Highlights & Insights¶
- "Free" Supervision: Converting existing DVC event boundaries into frame-level saliency labels is clever and cost-effective.
- Unified Signal: The same saliency score serves both retrieval (SGSR) and generation (SaliP), ensuring temporal consistency between segmentation and captioning.
- OT + Saliency Bias: Injecting saliency through both marginal constraints and cost matrices within the OT framework provides a solid theoretical foundation.
- Asymmetric Training-Inference Features: Using original features for training (accuracy) and refined features for inference (context) is a skillful design choice.
Limitations & Future Work¶
- Reliance on Vid2Seq 1.8M pretraining; no fair comparison with non-pretrained methods (though shown in groups).

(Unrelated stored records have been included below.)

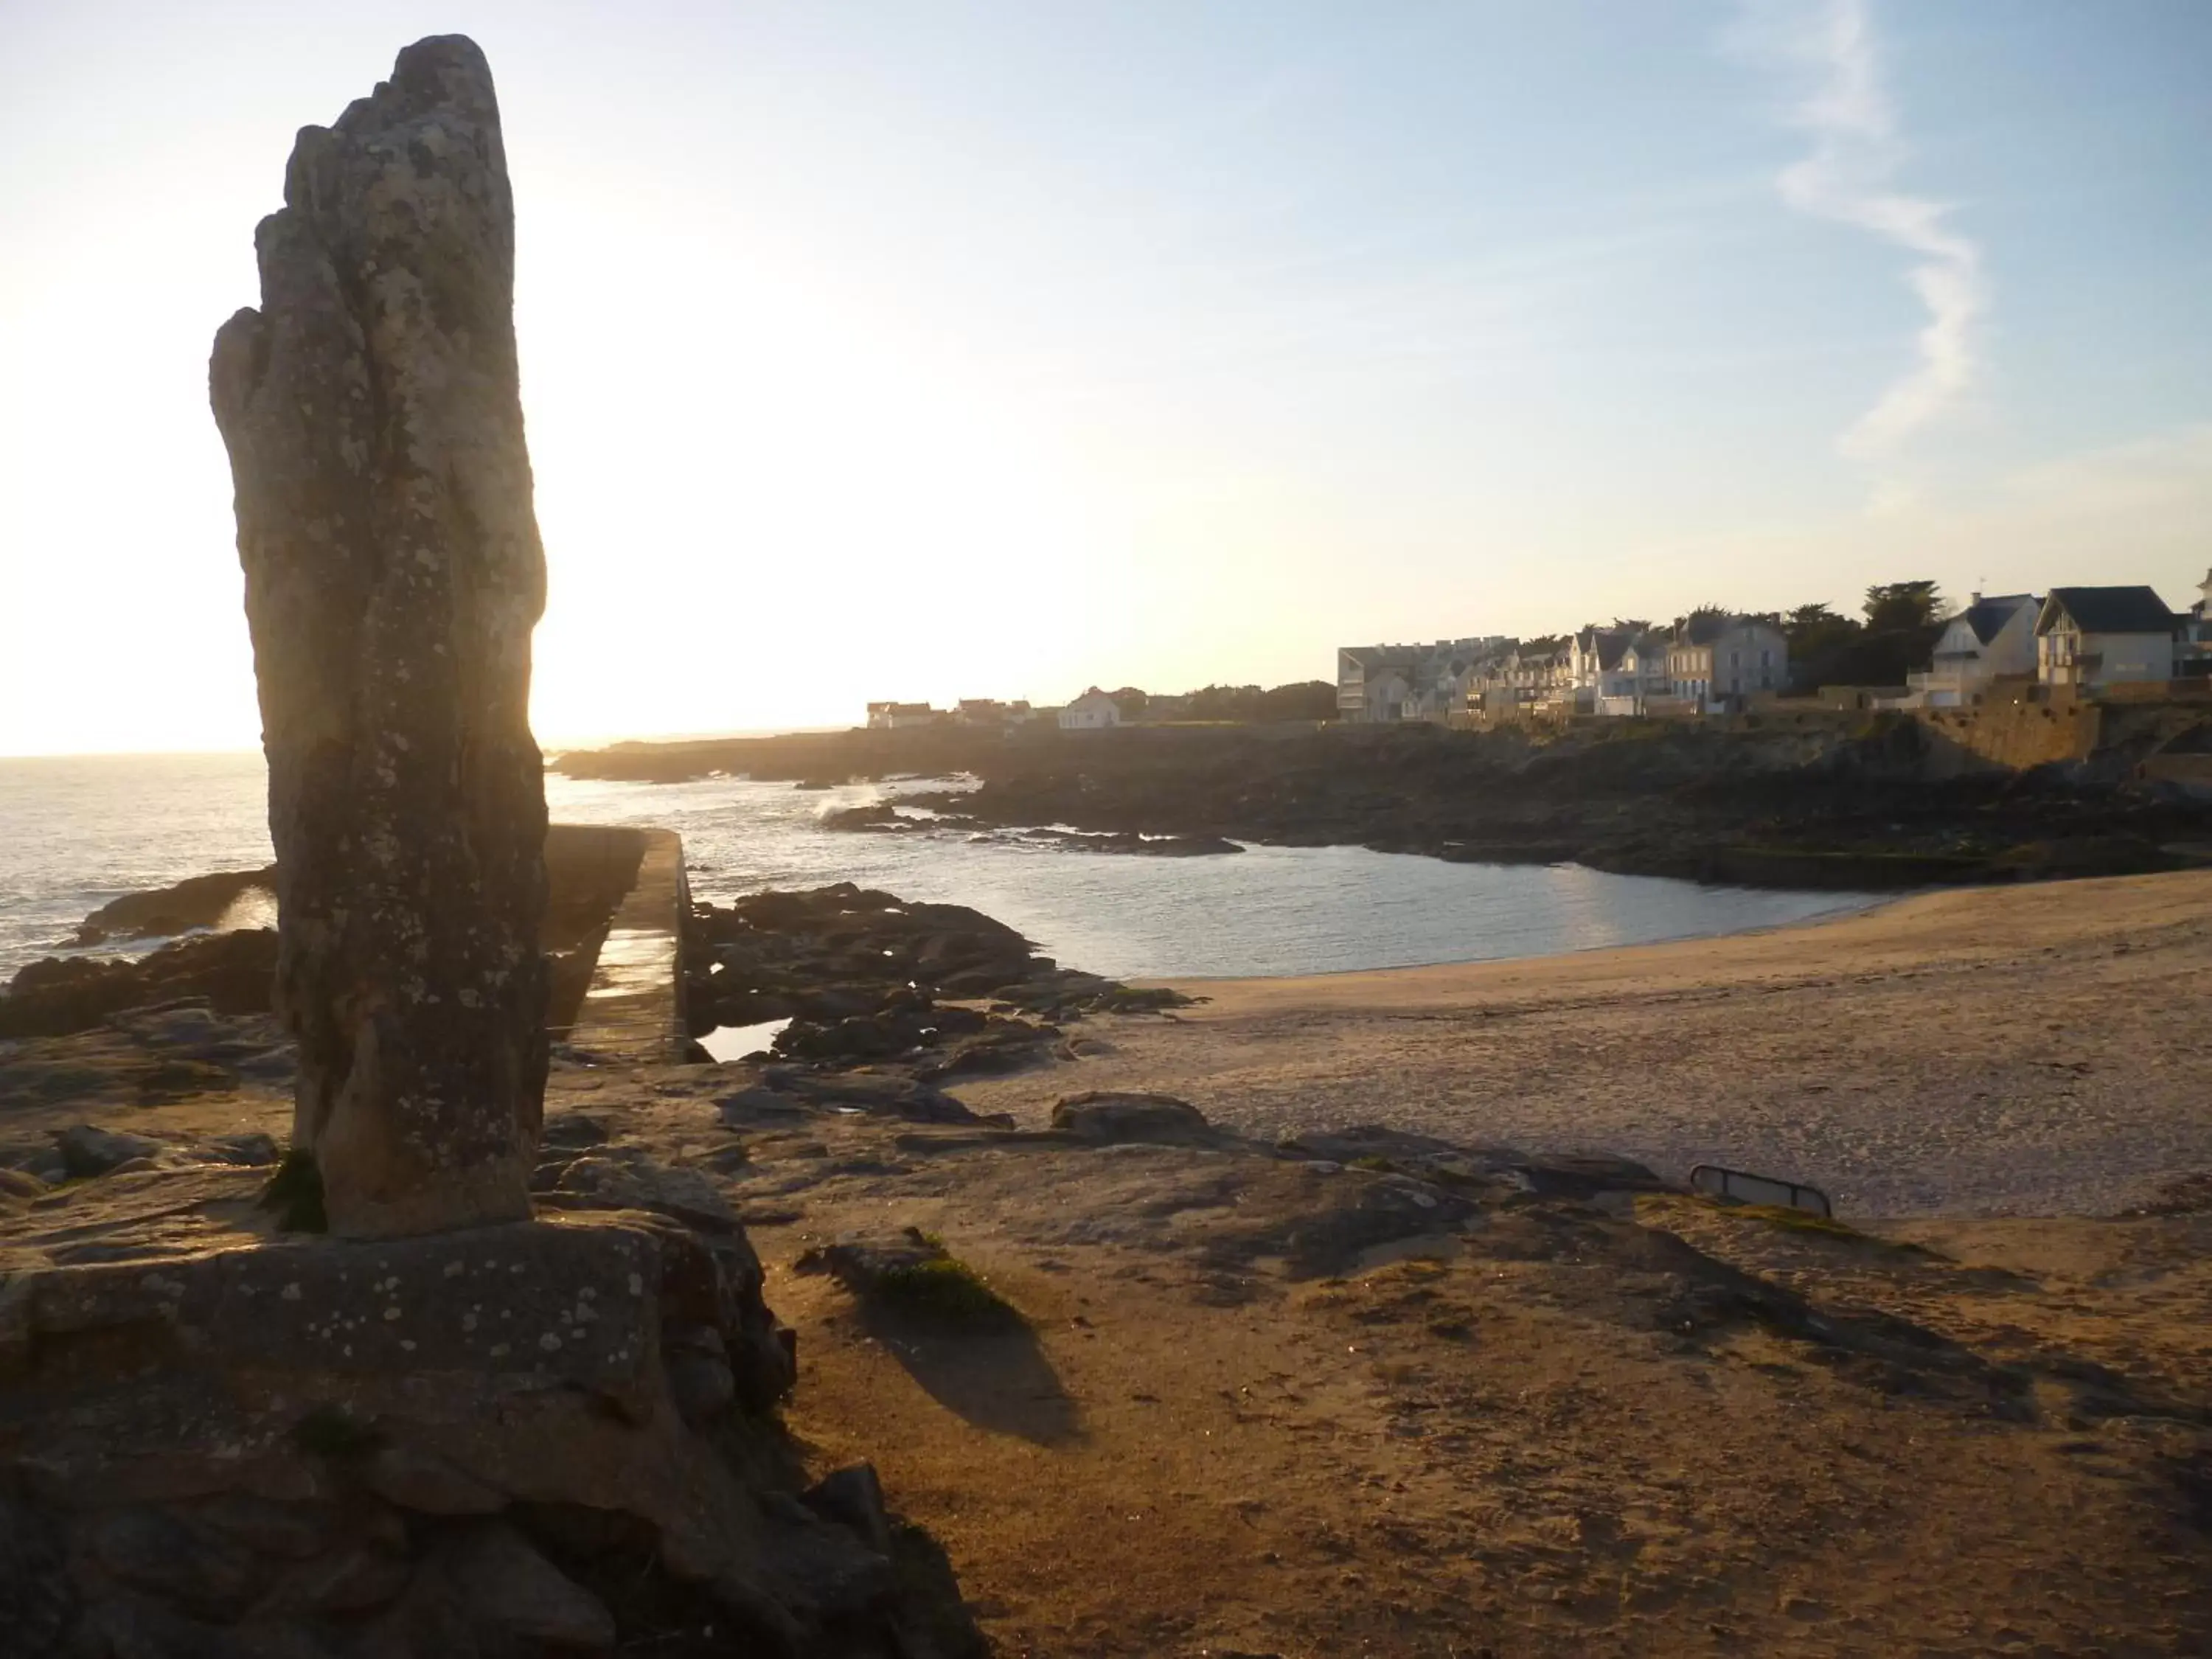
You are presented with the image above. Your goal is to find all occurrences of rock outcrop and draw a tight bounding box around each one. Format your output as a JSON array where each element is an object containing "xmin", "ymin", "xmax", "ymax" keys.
[
  {"xmin": 0, "ymin": 1208, "xmax": 982, "ymax": 1656},
  {"xmin": 0, "ymin": 931, "xmax": 279, "ymax": 1040},
  {"xmin": 685, "ymin": 883, "xmax": 1194, "ymax": 1071},
  {"xmin": 69, "ymin": 866, "xmax": 276, "ymax": 946},
  {"xmin": 209, "ymin": 35, "xmax": 549, "ymax": 1237}
]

- F1 localization on ViTT (44.34) is lower than Sali4Vid (46.58) and HiCM2 (45.98), suggesting segmentation might not be superior on short-label data.
- SWSA lacks learnable parameters; missing comparison with learnable local attention.
- Saliency labels are hard binary; they do not account for transitions near boundaries, potentially introducing noise.
Related Work & Insights¶
- Sali4Vid first identified that important frames benefit retrieval/generation, but its saliency was heuristic—STaRC's contribution is making this a learnable supervised signal.
- OT clustering originates from ASOT; STaRC's novelty lies in the saliency bias and unbalanced constraints.
- Highlight detection modules draw from QD-DETR and EASeg, adapted for DVC.
- The unified signal concept can be extended to other multimodal tasks requiring coordinated segmentation and generation.
Rating¶
- Novelty: ⭐⭐⭐⭐ The idea of unifying saliency across retrieval and generation channels is clear and effective.
- Experimental Thoroughness: ⭐⭐⭐⭐ Extensive ablation, hyperparameter analysis, and qualitative comparisons, though cross-dataset generalization is limited.
- Writing Quality: ⭐⭐⭐⭐ Clear motivation (correlation plots are convincing) and tight structure.
- Value: ⭐⭐⭐⭐ Substantial progress in DVC; the unified saliency paradigm has potential for broader application.